As for Tarantino, this is not his magnum opus. Compared to his other films, I’d say it’s better than everything after 2000, but worse than his work in the ’90s. Apparently, it was partly intended as an homage to the French new wave movement. The most obvious example of this is his rejection of continuity editing.

He also includes the western theme he used in the second part of “Kill Bill: Vol. 1,” but he abandons the score after the first 40 minutes. Tarantino has always been a referential director, but “Inglourious Basterds” is a pastiche of various distinct genres that just don’t mesh. This explains why, as a viewer, you watch the film, but you aren’t absorbed by it.

Watching “Inglourious Basterds” is fun. Tarantino has always been a good director and the film is crafted well. And let’s be honest, it feels good to watch Nazi’s get scalped. But this returns us to that moral dilemma. The great thing about Nazis is that they make great villains, as fictional characters there is nothing good about the ideologies of national socialism.

What they did was so reprehensible, so unjustifiable, that there is no reason for us to feel sympathy for them. As Brad Pitt declares, “Members of the nationalist social party conquered Europe through murder, torture, intimidation and terror. And that’s exactly what we’re gonna do to them!”

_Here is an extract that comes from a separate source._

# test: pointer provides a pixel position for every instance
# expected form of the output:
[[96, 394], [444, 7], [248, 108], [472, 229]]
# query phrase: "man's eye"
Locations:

But not every German soldier was a cold-blooded Schutzstaffel anti-Semite. Deep down you’re cheering as a Nazi gets smashed upside the head with a baseball bat, but that Nazi wasn’t Hitler, Joseph Goebbles or Josef Mengele. He was a soldier fighting in a war who refused to give away the position of his fellow countrymen.

What I mean is: Yeah, the Nazis represent the worst of humanity, but does lowering ourselves to their level really need to be celebrated? After the moral ambiguity of our last president, should we really encourage a complete disregard of the Geneva Conventions?

An eye for an eye does not make the world go round. But that must have been Tarantino’s point. Why else would he turn Jews into suicide bombers?